This work is to build a machine learning system to categorise one of the UCI digit tasks. You should develop the system on your own from scratch. You should then run a two-fold test, and report your results.
The data is from the University of California at Irvine's Machine Learning Repository. It's the Optical Recognition of Handwritten Digits Data Set. This gives you two data sets, training set and a test set. I've converted them to two data sets data set 1 , and data set 2 that should be used by your system.
You should write all of your code. If you use an existing algorithm, you should reference that algorithm in your code and in your report. The code should be written in Java, and should run in the lab from eclipse.
|20||Quality of Code|
|20||Quality of Algorithm|
|20||Quality of Results|
You should write a brief (1-2 page) report on your system. This should describe the algorithm you used, and why you chose this algorithm. It should also show the results of a two fold test using the provided data; a brief discussion of data usage would be useful.
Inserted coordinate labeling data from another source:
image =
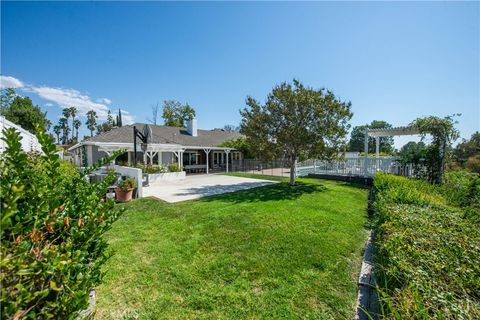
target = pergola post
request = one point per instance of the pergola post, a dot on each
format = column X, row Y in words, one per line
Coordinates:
column 207, row 153
column 365, row 165
column 227, row 151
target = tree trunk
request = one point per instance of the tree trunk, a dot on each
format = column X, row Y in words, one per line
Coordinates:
column 292, row 173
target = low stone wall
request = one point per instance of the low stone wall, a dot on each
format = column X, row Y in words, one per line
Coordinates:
column 167, row 176
column 354, row 179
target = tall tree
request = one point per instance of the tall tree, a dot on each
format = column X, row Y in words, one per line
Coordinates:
column 91, row 121
column 73, row 114
column 296, row 122
column 357, row 138
column 175, row 114
column 22, row 111
column 155, row 110
column 63, row 123
column 76, row 125
column 57, row 129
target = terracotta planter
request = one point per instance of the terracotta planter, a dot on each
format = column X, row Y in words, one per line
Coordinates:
column 123, row 195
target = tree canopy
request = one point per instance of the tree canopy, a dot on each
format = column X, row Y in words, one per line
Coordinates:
column 296, row 123
column 357, row 138
column 22, row 111
column 175, row 114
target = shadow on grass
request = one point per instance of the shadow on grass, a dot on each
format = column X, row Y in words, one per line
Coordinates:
column 274, row 192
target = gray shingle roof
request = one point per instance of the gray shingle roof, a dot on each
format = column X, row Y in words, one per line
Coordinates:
column 164, row 134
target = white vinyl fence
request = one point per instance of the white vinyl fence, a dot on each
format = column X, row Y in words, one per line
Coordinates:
column 351, row 166
column 29, row 141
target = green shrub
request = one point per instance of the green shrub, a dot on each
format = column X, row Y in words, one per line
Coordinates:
column 51, row 232
column 427, row 252
column 174, row 167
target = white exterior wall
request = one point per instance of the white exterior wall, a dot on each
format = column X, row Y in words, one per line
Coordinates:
column 29, row 141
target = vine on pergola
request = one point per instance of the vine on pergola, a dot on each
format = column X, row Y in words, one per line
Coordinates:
column 443, row 133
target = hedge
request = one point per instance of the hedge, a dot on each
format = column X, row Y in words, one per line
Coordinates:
column 427, row 241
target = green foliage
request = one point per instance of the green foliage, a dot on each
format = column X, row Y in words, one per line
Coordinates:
column 415, row 154
column 443, row 133
column 241, row 144
column 357, row 138
column 176, row 114
column 466, row 154
column 427, row 251
column 91, row 121
column 295, row 123
column 51, row 232
column 174, row 167
column 127, row 184
column 22, row 111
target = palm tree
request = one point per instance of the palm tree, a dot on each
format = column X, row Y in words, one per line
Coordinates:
column 76, row 125
column 66, row 115
column 91, row 121
column 57, row 129
column 63, row 123
column 73, row 114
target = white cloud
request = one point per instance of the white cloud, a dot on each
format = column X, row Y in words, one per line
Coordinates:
column 104, row 100
column 68, row 98
column 10, row 82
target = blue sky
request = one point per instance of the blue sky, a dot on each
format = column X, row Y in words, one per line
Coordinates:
column 394, row 61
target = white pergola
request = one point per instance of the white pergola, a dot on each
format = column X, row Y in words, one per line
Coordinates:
column 386, row 132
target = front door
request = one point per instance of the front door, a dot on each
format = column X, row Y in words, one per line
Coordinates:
column 218, row 159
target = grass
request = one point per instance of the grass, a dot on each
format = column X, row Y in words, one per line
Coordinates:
column 269, row 252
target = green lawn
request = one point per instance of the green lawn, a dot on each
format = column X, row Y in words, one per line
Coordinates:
column 270, row 252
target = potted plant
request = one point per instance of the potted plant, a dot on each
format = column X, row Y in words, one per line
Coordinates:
column 125, row 189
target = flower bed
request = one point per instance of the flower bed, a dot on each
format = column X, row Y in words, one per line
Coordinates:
column 428, row 251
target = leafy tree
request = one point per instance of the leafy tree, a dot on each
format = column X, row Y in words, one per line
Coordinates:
column 296, row 122
column 414, row 154
column 63, row 123
column 76, row 125
column 357, row 138
column 6, row 98
column 241, row 144
column 22, row 111
column 466, row 154
column 443, row 133
column 91, row 121
column 155, row 110
column 52, row 223
column 175, row 114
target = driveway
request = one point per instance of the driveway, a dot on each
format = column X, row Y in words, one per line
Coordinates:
column 197, row 186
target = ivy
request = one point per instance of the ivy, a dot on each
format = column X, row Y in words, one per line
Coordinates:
column 443, row 133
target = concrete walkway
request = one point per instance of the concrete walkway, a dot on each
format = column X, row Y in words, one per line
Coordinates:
column 197, row 186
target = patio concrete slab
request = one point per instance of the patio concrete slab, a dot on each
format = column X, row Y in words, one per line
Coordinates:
column 197, row 186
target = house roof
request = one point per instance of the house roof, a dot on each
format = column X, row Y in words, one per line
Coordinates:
column 167, row 135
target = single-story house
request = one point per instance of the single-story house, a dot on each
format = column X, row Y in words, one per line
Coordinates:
column 193, row 149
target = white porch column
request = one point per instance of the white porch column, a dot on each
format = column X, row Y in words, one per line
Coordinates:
column 365, row 165
column 227, row 151
column 207, row 153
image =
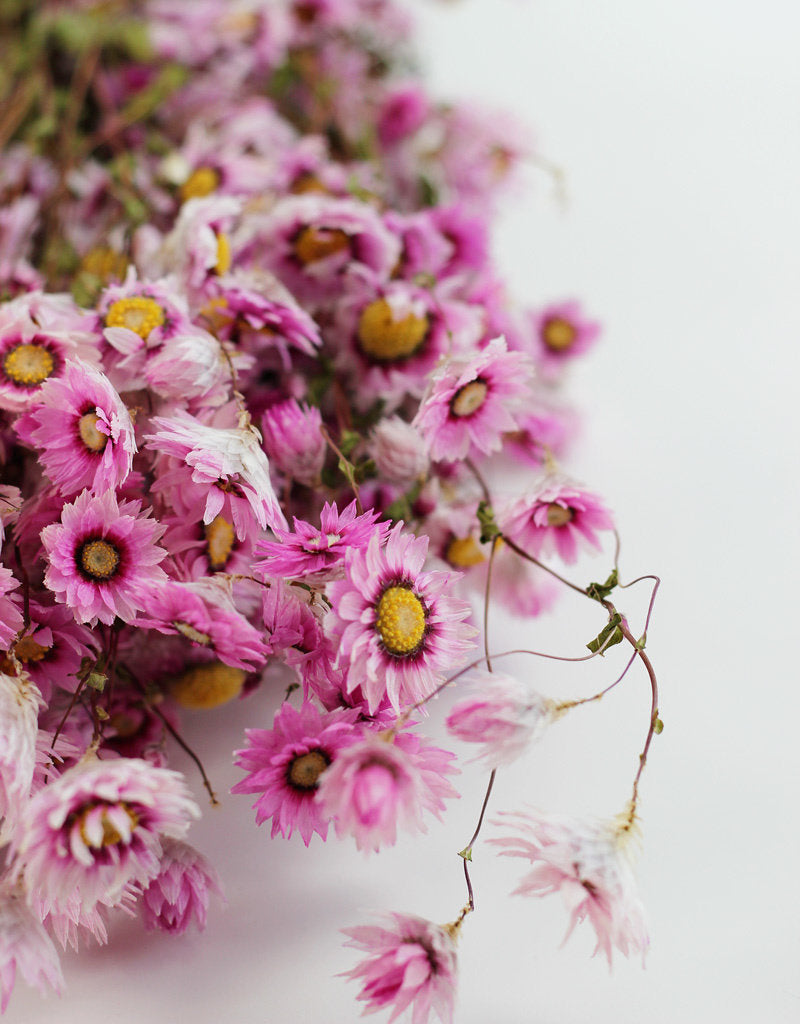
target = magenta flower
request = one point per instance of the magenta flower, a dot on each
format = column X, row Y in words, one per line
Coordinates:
column 472, row 401
column 82, row 430
column 205, row 613
column 503, row 716
column 293, row 440
column 560, row 333
column 180, row 891
column 25, row 946
column 102, row 557
column 96, row 830
column 587, row 862
column 228, row 463
column 382, row 782
column 397, row 629
column 555, row 518
column 319, row 551
column 284, row 765
column 411, row 963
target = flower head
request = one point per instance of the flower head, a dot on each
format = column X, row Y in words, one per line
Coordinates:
column 102, row 557
column 410, row 963
column 397, row 628
column 587, row 862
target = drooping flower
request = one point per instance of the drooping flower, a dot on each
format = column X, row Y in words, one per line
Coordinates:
column 410, row 963
column 384, row 782
column 181, row 890
column 284, row 765
column 96, row 830
column 587, row 862
column 397, row 628
column 472, row 401
column 25, row 946
column 82, row 430
column 319, row 551
column 554, row 517
column 503, row 716
column 102, row 556
column 229, row 463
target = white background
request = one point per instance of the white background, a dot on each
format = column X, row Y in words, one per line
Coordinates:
column 677, row 125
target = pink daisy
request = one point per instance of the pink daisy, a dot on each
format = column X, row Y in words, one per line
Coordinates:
column 503, row 716
column 587, row 862
column 560, row 333
column 554, row 518
column 397, row 628
column 82, row 430
column 410, row 963
column 205, row 613
column 472, row 401
column 25, row 946
column 96, row 830
column 228, row 463
column 382, row 782
column 319, row 551
column 284, row 765
column 180, row 891
column 102, row 557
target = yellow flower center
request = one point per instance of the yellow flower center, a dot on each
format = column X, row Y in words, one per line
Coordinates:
column 28, row 364
column 188, row 631
column 219, row 543
column 304, row 771
column 469, row 398
column 104, row 263
column 137, row 313
column 208, row 686
column 313, row 244
column 223, row 254
column 111, row 835
column 558, row 334
column 98, row 559
column 384, row 338
column 28, row 650
column 401, row 622
column 557, row 515
column 94, row 439
column 201, row 181
column 464, row 551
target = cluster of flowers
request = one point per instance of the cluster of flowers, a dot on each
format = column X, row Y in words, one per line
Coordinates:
column 254, row 361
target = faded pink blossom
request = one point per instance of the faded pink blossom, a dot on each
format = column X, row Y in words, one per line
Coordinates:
column 410, row 963
column 587, row 862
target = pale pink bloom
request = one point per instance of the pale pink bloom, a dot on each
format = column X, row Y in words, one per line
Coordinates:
column 561, row 332
column 102, row 557
column 96, row 830
column 473, row 400
column 228, row 462
column 204, row 613
column 383, row 782
column 10, row 614
column 319, row 551
column 397, row 628
column 284, row 765
column 587, row 862
column 82, row 429
column 503, row 716
column 19, row 705
column 554, row 518
column 294, row 441
column 180, row 891
column 25, row 946
column 411, row 963
column 398, row 450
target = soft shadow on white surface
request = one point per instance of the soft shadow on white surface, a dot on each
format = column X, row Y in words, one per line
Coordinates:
column 678, row 129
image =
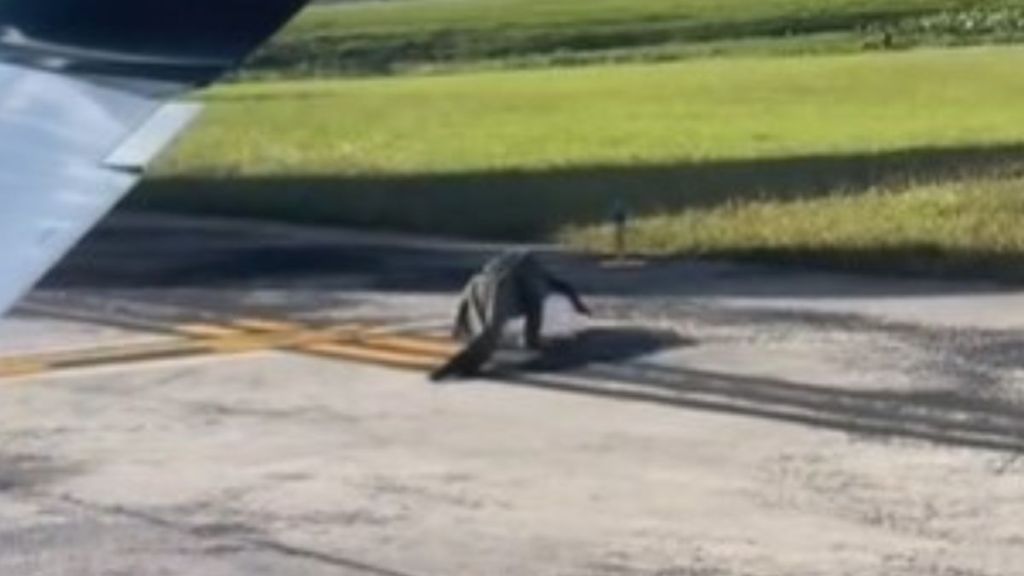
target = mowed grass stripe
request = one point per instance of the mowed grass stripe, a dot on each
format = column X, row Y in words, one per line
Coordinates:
column 628, row 116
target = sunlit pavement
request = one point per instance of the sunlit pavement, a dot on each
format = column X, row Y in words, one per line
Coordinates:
column 713, row 419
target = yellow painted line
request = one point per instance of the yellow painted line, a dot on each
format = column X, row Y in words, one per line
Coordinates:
column 357, row 353
column 15, row 368
column 352, row 342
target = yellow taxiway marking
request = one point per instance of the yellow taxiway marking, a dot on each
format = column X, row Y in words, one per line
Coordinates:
column 353, row 342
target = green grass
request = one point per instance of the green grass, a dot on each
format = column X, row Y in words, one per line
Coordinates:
column 521, row 155
column 968, row 229
column 385, row 37
column 625, row 116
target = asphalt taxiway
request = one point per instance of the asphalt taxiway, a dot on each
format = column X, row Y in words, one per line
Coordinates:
column 224, row 398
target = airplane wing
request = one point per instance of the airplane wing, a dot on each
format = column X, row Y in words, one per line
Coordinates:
column 87, row 101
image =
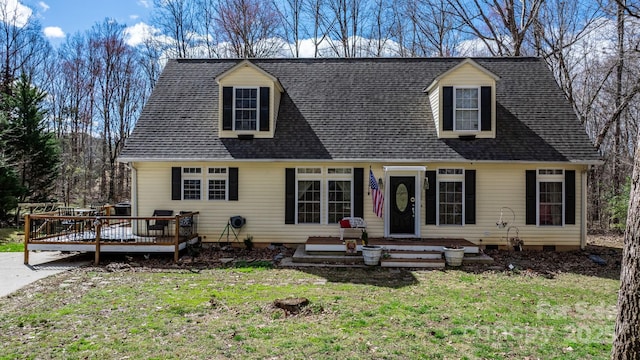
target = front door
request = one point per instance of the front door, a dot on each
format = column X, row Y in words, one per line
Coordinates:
column 402, row 205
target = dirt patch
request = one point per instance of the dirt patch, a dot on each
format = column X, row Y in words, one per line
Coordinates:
column 195, row 258
column 601, row 258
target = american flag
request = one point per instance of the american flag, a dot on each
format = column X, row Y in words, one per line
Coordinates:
column 376, row 195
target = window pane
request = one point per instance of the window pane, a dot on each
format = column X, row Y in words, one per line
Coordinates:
column 191, row 189
column 467, row 109
column 246, row 109
column 550, row 203
column 217, row 190
column 450, row 202
column 339, row 200
column 309, row 201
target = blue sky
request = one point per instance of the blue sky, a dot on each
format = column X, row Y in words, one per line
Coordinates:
column 62, row 18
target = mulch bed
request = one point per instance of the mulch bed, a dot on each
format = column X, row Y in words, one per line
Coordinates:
column 607, row 248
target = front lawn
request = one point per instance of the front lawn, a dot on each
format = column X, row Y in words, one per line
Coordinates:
column 353, row 314
column 11, row 240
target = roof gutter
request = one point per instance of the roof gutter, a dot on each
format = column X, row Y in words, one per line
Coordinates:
column 360, row 160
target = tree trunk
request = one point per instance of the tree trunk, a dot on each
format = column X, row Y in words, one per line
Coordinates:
column 626, row 343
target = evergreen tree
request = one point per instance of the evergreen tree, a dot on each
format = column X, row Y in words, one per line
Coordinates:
column 10, row 189
column 30, row 149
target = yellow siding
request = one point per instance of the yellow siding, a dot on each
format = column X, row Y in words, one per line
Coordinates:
column 465, row 75
column 503, row 185
column 250, row 77
column 262, row 197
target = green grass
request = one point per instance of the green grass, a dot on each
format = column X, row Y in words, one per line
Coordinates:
column 11, row 240
column 353, row 314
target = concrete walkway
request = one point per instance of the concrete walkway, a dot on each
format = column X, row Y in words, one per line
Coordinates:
column 14, row 274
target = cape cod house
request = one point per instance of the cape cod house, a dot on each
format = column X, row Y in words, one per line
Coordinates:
column 460, row 148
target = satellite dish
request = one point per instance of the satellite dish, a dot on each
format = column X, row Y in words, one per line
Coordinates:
column 237, row 221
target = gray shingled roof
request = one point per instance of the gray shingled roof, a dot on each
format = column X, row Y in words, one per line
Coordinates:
column 358, row 109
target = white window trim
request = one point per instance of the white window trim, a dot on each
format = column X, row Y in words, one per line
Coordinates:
column 218, row 176
column 233, row 121
column 455, row 108
column 190, row 176
column 336, row 177
column 549, row 178
column 449, row 178
column 309, row 177
column 324, row 177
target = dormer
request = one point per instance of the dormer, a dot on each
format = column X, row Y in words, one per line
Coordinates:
column 248, row 102
column 463, row 101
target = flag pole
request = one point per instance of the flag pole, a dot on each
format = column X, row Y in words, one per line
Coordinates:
column 369, row 187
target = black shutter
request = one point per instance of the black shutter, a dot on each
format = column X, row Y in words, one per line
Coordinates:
column 358, row 189
column 290, row 196
column 233, row 184
column 530, row 197
column 264, row 109
column 570, row 197
column 430, row 198
column 485, row 108
column 227, row 108
column 176, row 183
column 447, row 108
column 469, row 196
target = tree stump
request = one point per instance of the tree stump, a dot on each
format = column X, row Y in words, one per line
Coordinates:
column 291, row 305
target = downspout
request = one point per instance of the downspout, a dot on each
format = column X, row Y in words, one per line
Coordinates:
column 134, row 190
column 134, row 197
column 583, row 210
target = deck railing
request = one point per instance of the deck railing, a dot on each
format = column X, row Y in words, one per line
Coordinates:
column 91, row 229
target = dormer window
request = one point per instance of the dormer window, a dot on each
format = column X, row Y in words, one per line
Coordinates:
column 245, row 109
column 467, row 109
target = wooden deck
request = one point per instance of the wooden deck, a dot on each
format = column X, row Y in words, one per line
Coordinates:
column 102, row 233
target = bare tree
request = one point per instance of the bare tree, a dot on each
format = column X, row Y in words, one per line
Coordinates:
column 205, row 25
column 23, row 49
column 119, row 97
column 502, row 25
column 320, row 24
column 250, row 27
column 291, row 12
column 382, row 22
column 344, row 26
column 175, row 18
column 626, row 343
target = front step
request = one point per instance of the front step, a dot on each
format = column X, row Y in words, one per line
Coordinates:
column 410, row 254
column 413, row 263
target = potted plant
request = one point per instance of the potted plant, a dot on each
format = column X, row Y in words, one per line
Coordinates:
column 453, row 254
column 370, row 253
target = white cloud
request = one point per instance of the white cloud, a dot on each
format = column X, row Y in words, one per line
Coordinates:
column 14, row 13
column 53, row 32
column 138, row 33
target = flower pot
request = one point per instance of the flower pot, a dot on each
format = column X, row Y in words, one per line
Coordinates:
column 371, row 254
column 453, row 256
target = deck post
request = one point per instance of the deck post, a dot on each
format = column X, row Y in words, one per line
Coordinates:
column 176, row 240
column 98, row 226
column 27, row 235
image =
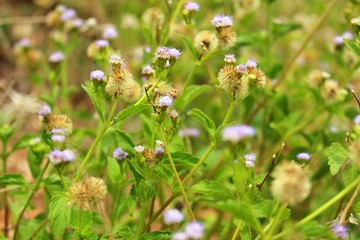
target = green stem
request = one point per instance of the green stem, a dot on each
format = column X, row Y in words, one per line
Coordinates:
column 176, row 173
column 142, row 217
column 323, row 207
column 33, row 191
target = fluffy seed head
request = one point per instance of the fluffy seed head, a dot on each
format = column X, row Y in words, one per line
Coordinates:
column 205, row 42
column 290, row 185
column 88, row 191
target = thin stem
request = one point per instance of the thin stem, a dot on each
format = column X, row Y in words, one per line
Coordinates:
column 33, row 191
column 176, row 173
column 237, row 230
column 142, row 217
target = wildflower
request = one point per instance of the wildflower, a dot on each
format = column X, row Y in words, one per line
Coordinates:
column 205, row 42
column 97, row 75
column 45, row 110
column 179, row 236
column 290, row 185
column 102, row 43
column 220, row 20
column 173, row 216
column 339, row 230
column 119, row 154
column 88, row 191
column 165, row 101
column 236, row 133
column 229, row 58
column 250, row 160
column 189, row 132
column 194, row 230
column 56, row 57
column 303, row 156
column 192, row 7
column 139, row 148
column 357, row 119
column 109, row 33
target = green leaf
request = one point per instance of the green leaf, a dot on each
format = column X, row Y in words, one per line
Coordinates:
column 212, row 190
column 131, row 111
column 125, row 233
column 354, row 46
column 207, row 123
column 337, row 155
column 82, row 224
column 97, row 100
column 59, row 214
column 12, row 179
column 158, row 235
column 113, row 170
column 190, row 46
column 192, row 92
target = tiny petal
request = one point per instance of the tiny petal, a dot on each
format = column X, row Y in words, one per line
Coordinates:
column 173, row 216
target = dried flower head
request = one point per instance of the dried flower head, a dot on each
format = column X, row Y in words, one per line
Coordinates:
column 205, row 42
column 291, row 184
column 172, row 216
column 236, row 133
column 194, row 230
column 88, row 191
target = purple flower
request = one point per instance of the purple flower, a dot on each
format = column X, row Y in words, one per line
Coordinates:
column 45, row 110
column 109, row 33
column 173, row 216
column 102, row 43
column 235, row 133
column 56, row 57
column 192, row 6
column 303, row 156
column 119, row 154
column 339, row 230
column 194, row 230
column 251, row 63
column 220, row 20
column 165, row 101
column 97, row 75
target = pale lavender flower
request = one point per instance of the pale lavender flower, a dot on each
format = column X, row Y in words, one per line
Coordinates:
column 119, row 154
column 339, row 230
column 97, row 75
column 189, row 132
column 229, row 58
column 45, row 110
column 102, row 43
column 68, row 14
column 109, row 33
column 236, row 133
column 357, row 119
column 139, row 148
column 56, row 57
column 165, row 101
column 172, row 216
column 179, row 236
column 192, row 6
column 220, row 20
column 194, row 230
column 303, row 156
column 251, row 63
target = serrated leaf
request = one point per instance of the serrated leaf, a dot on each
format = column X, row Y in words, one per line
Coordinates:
column 212, row 190
column 113, row 170
column 131, row 111
column 337, row 155
column 158, row 235
column 59, row 214
column 97, row 100
column 12, row 179
column 205, row 121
Quality of code and algorithm are important for good marks. The code should be well commented and structured. Selection of a good algorithm is also important. Simple algorithms may be effective, but a relatively complex algorithm may get you more points just for effort.
Finally, the quality of the results do matter. To get reasonable marks you need to surpass the baseline reported on the UCI website. This is not a competition between students, but discussing performance with your colleagues will be useful.
Note for scraping by: the base line reported on UCI website is nearest neighbor using Euclidean distance. You should be able to implement this quite easily (and might want to start with this). This should be enough to pass (10 report, 20 running, 10 code, and 5 results).
Please submit the code, the mark sheet, and analysis to the coursework 2 folder of CST 3170 on myunihub. You are also welcome to email a copy to the tutor.